Organisation is a necessity in recruitment, anyone in the industry can vouch for that. Every day is packed with a variety of tasks, challenges and expectations, all of which need to be prioritised and managed. An average day can involve dozens of calls, numerous meetings, interviews, and of course administration by the boatload. The key to ensuring the day runs smoothly and tasks are completed efficiently is a combination of excellent planning and time management.
I am proud to say I am a very organised person; I live and breathe by my diary, for both my work and personal life and I have a to-do list for just about everything. Whether it is at home or work, everything has its own place so I know exactly where to find what I need, when I need it. I'm not so proud to admit that my organisational skills have developed into somewhat of an obsession. It's not so uncommon to find myself being likened to Monica from Friends; surely it cannot harm to have your DVDs arranged alphabetically by genre, or have a small panic attack over something being filed incorrectly.
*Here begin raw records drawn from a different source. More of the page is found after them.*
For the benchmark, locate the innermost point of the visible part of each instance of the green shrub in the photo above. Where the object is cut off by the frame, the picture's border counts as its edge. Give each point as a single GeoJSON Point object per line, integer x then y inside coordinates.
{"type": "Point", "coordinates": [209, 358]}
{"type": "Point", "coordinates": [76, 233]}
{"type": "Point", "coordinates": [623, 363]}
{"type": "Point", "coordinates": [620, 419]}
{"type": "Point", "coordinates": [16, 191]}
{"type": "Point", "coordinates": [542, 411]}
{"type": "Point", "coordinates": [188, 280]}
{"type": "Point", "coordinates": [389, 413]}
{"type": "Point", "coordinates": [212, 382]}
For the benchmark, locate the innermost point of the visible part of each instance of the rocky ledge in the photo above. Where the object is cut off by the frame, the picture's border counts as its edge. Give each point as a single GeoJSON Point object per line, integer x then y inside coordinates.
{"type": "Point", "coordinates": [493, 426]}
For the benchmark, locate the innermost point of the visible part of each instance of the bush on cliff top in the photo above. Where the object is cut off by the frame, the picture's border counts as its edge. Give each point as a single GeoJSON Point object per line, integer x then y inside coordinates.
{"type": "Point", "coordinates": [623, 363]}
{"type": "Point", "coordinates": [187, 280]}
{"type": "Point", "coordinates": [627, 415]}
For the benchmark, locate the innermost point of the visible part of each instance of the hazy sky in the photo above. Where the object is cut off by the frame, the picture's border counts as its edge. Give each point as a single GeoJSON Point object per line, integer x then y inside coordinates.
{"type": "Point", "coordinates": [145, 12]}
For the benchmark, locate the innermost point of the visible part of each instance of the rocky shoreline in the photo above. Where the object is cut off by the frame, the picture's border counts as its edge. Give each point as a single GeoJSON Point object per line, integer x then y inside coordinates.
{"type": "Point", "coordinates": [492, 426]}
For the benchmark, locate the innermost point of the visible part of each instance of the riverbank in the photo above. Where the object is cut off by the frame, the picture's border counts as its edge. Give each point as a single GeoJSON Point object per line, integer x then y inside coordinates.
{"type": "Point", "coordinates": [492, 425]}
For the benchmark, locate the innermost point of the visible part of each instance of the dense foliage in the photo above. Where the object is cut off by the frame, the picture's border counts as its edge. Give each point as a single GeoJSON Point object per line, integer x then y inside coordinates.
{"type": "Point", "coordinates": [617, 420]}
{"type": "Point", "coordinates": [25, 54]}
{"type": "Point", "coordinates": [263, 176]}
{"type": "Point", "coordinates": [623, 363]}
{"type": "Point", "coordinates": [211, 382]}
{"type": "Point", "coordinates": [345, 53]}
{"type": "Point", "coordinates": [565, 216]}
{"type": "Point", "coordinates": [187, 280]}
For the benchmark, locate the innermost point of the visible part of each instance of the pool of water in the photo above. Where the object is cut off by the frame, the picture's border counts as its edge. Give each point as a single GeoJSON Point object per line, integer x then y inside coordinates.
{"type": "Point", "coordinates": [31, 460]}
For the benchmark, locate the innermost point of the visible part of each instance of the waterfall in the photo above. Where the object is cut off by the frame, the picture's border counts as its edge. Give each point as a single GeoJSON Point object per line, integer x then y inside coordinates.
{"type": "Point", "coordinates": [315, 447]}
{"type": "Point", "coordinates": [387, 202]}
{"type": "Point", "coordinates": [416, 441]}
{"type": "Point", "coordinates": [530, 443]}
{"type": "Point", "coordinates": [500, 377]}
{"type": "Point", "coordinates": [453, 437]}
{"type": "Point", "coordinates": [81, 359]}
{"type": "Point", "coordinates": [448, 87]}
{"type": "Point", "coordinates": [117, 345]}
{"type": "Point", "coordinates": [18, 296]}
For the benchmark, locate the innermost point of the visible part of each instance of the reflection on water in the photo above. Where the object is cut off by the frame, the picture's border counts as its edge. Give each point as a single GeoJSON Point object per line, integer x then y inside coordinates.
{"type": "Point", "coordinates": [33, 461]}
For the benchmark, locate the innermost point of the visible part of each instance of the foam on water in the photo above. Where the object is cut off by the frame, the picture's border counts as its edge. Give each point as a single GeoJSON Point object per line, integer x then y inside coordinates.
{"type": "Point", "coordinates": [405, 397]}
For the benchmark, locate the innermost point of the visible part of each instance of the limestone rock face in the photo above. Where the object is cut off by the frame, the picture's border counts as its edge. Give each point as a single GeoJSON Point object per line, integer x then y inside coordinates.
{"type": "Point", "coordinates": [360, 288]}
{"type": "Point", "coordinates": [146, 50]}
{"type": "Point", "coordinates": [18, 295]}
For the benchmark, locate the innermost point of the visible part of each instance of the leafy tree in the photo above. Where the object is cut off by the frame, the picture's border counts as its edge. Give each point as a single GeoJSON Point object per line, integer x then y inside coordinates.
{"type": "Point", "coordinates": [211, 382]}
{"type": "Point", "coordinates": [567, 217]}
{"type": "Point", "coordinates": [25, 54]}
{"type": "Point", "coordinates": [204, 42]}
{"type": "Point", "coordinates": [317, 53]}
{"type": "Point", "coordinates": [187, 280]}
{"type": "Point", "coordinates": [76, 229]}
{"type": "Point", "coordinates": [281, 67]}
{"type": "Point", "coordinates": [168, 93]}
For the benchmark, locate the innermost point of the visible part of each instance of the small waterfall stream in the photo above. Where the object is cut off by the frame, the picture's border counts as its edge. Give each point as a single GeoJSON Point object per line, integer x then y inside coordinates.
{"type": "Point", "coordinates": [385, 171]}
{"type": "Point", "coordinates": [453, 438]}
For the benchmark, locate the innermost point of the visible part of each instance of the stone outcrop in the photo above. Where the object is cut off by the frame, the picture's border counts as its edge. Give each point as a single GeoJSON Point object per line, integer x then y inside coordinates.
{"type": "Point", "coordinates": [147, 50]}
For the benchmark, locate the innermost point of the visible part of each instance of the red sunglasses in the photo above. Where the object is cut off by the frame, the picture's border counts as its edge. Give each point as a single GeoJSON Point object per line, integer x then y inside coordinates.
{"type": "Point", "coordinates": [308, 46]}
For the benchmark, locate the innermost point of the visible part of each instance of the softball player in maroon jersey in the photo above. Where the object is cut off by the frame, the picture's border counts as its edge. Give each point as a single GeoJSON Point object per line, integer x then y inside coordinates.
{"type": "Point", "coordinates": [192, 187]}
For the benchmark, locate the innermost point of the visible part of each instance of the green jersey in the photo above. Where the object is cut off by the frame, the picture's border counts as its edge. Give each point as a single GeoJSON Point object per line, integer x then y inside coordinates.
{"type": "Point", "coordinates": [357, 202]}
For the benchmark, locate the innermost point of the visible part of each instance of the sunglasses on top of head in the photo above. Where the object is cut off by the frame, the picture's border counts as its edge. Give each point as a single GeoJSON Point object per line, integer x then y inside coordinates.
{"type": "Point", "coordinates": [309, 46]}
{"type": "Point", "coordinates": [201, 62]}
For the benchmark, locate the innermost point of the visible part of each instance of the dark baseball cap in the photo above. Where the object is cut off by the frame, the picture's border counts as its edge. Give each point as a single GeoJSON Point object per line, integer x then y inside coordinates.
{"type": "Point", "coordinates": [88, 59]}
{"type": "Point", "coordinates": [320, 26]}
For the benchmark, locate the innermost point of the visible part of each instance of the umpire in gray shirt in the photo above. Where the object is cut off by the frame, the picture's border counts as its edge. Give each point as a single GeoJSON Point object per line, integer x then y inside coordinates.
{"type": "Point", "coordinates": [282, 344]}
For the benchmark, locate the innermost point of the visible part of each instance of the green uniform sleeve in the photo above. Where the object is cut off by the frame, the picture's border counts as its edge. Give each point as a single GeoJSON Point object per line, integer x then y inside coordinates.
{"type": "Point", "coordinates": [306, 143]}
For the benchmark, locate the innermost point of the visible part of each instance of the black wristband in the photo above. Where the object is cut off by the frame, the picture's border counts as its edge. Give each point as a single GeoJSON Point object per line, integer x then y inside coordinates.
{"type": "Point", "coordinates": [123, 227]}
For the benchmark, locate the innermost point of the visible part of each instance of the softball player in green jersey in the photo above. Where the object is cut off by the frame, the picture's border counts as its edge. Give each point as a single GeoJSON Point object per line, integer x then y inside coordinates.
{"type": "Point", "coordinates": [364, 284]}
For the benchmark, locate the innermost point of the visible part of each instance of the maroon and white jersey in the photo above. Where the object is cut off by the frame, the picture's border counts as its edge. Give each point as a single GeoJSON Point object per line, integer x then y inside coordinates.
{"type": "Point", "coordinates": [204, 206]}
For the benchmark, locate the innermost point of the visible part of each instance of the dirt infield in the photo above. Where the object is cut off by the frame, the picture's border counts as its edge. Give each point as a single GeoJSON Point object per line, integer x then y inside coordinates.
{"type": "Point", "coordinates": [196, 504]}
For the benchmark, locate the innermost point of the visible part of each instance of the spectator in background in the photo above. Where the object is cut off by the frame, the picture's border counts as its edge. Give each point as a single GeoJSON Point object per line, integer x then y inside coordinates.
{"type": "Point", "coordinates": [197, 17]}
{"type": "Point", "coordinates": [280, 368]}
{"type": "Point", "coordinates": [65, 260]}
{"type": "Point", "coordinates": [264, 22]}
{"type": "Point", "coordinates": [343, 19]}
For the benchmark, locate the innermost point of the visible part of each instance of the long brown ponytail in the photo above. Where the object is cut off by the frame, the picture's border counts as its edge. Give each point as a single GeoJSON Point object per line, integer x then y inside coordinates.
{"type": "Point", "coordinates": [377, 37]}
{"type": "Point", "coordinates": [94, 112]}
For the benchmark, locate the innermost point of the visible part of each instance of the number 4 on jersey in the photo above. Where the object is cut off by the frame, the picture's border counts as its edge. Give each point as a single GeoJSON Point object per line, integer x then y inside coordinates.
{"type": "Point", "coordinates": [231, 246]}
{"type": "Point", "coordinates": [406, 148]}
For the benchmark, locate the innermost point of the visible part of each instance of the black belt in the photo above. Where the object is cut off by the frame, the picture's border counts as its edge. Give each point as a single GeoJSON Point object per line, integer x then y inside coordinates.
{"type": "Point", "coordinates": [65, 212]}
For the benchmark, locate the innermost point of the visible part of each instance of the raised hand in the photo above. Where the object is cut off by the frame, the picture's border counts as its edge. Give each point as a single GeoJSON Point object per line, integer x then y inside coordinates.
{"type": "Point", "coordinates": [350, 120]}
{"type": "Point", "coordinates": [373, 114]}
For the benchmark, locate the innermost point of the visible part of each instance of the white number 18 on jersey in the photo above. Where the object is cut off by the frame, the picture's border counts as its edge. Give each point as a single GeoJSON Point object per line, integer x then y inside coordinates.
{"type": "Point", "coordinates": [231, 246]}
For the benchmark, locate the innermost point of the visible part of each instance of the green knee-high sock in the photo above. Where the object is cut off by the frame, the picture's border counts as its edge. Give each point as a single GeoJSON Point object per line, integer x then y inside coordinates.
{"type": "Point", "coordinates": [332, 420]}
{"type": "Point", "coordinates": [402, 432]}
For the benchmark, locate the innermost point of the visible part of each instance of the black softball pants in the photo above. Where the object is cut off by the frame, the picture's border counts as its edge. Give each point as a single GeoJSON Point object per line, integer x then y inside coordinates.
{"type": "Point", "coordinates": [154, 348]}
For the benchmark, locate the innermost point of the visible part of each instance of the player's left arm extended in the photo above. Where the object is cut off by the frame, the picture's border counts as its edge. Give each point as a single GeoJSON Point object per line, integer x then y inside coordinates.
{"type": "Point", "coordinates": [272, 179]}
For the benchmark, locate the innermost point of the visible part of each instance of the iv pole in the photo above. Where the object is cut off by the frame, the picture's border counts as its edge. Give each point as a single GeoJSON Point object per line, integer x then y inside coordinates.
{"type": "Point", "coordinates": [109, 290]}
Unfortunately, I cannot boast the same level of skill in time management. As much as I have a plan for everything, sticking to timescales is somewhat challenging. I frequently arrive for appointments on the dot, and as I try to cram my entire to do list into one day, I often find that I don't account for the unexpected. Recently I attended a fantastic professional development course delivered by Landers Associates. One of the key trends which came up time and time again was time management.
Some useful tips on how to plan and stick to it:
Use a diary - electronic or paper
Plan a to-do list in advance
Set aside contingency time - the unexpected is inevitable and unavoidable
Try to be productive first thing in the morning - the time we usually use to plan, prepare and ease ourselves in can be extremely valuable
Learn to delegate - establish if the task is your responsibility, if not don't overburden yourself
The benefits of being organised and managing time effectively can be seen not only in a professional capacity, but in a personal one too. It can free up more time to do the things we enjoy. After all, wouldn't you rather leave the office on time, knowing your day has been productive - or stay late and leave with the weight of tomorrow on your shoulders. For some lucky ones, these skills comes naturally, for others they are developed. Either way, always remember the age old saying... fail to plan, plan to fail.